Si ride ne L’ospite, si ride quando vediamo il virus preparare un ragù alla bolognese, fare posizioni di yoga, fumare sul terrazzo o litigarsi il bagno con il suo coinquilino. Si ride di lui, ma anche di noi stessi, dei nostri comportamenti e delle nostre piccole follie.
“Fa parte del mio carattere cercare sempre il lato risibile delle cose, è anche un modo per illudersi di controllarle, una forma di autodifesa – confessa Marrese – Il bisogno di dare un volto al virus rispondeva a quell’istinto di dare un’immagine al nemico: se non è più un’entità astratta ti illudi che sia più facile confrontarti con lui”.
In un periodo in cui tutti gli esponenti del tessuto politico, sociale, sanitario e civile del Paese hanno voluto dire la propria, l’unico che non abbiamo mai ascoltato è proprio lui: il virus. Per dargli una voce, Marrese e Muran scelgono uno stile ironico, a tratti satirico e anche un po’ poetico.
“Paolo Muran ed io lavoriamo insieme dal 2014, abbiamo una bella sintonia e, per questo corto, lo trovavo più adatto del solito. So che ha uno sguardo simile al mio nell’affrontare certe tematiche: con ironia, condita però da romanticismo e umanità”, spiega Emilio.
Pur viaggiando sui binari dell’inverosimile e dell’assurdo, buona parte della riuscita del cortometraggio si deve a dialoghi sarcastici e intelligenti, portatori di amare verità, distruttori, tra le righe, di luoghi comuni, autocritici e riflettori dei nostri comportamenti bislacchi.
Sergio, proprio all’inizio del corto, si chiede quanto debba preoccuparsi della credibilità.
Ma, in fondo, se abbiamo riso, se ci siamo posti delle domande, quanto ci importa che questa storia sia credibile?
“Come giornalista lavoro da tutta la vita per poter essere credibile, ma quando si parla di sceneggiatura è relativo. Non credo sia fondamentale che una storia sia credibile, l’importante è che sia bella e che in un qualche modo ci si possa immedesimare con essa.
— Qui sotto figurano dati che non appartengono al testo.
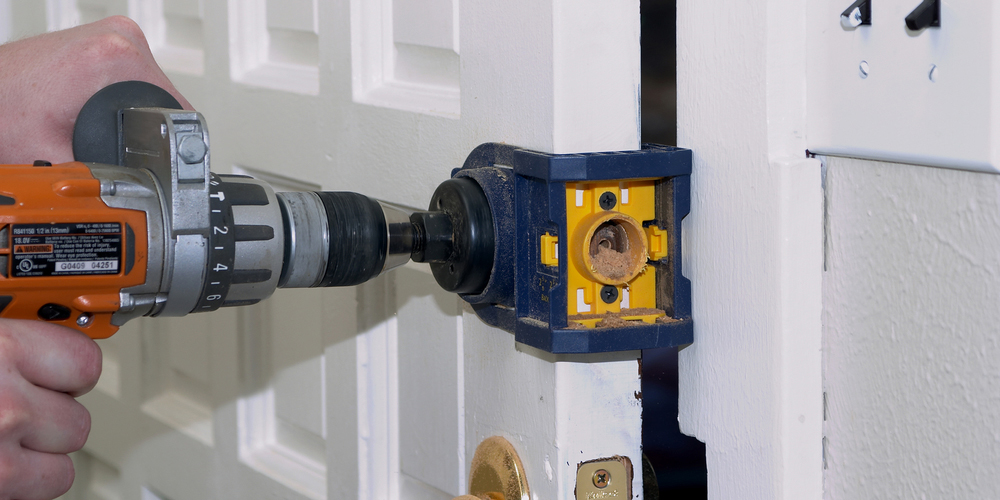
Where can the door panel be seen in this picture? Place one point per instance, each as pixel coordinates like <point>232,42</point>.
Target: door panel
<point>383,390</point>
E poi negli ultimi anni la soglia dell’impossibile si sposta sempre un po’ più in là…”.
L’altro grande merito di questo corto è quello di regalarci delle cartoline di una Bologna mai vista prima. La fotografia è di Roberto Beani che cattura, senza filtri, una città silenziosa e dormiente e ce la restituisce con tutti i suoi colori naturali, in diversi momenti della giornata.
“Abbiamo girato gli esterni durante la prima fase del lockdown e gli interni da metà aprile a metà maggio. C’era l’illusione di filmare un momento storico irripetibile, anche se ora non siamo più così sicuri che lo sia”, afferma Emilio Marrese.
Oggi in questa nuova fase della pandemia, che cosa si direbbero Sergio e il virus?
“Stavolta secondo me finirebbe male. ‘Ancora tu, ma non dovevamo vederci più’, per citare Battisti. E menomale che abbiamo lasciato il finale aperto, lo abbiamo fatto quasi per scaramanzia. – confessa lo sceneggiatore – Vediamo cosa accadrà nei prossimi mesi e poi se troviamo la forza, la voglia e i soldi giriamo anche la seconda parte per rappresentare il secondo incontro e, speriamo, la morte definitiva del virus”.